“Many years ago, when he was ten, her father had ridden a big yellow bus to the planetarium.”
The Last Star is the conclusion to the alien apocalypse trilogy that Rick Yancey started with The Fifth Wave. I loved The Fifth Wave. I really, really liked The Infinite Sea. I did not love, or really, really like, or even like The Last Star.
Notice how I didn’t include a synopsis? It’s because I couldn’t even begin to summarize what this book is about. The narrative is so fractured and jumbled that the end result is a hot mess of nonsense. The characters make no sense, the plot makes no sense, and all the creeping atmosphere that elevated the first two books above the status of alien apocalypse action/adventure book is gone, making The Last Star just a generic action book, and not even a good one, at that.
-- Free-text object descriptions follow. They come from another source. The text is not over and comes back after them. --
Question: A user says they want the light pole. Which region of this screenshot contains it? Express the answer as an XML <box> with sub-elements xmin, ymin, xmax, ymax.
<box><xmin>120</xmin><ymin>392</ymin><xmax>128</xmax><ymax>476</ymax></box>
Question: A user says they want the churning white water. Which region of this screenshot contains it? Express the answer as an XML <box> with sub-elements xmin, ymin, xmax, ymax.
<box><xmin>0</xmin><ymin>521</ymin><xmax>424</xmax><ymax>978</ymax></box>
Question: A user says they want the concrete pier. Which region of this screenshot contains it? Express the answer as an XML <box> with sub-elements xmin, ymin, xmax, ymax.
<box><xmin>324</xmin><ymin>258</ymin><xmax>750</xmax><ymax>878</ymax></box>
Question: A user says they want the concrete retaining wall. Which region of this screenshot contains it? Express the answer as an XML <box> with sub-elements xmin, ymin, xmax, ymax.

I’m not sure what the hell happened here, because Rick Yancey is a damn fine writer, but I could barely even finish The Last Star. Reading it felt like being forced to go to a high school reunion and hang out with a bunch of people I didn’t want to see in the first place, because all of the characters are so rigidly static as to almost be regressive, because Cassie’s snark and Sam’s puffed out chest and Evan’s love for Cassie became their defining qualities, because I just didn’t care what happened to any them. The only thing I cared about was finding out what was actually going on with the aliens, and I guess I got some closure on that front so, meh?
Bottom line: read The Fifth Wave if you like incredibly intense alien apocalypse stories full of atmosphere and not-so-cheap thrills, read The Infinite Sea if you feel like it, but don’t read The Last Star. It’s totally unnecessary and will only make you grumpy about the whole trilogy.
No musical accompaniment, because I don’t feel like it.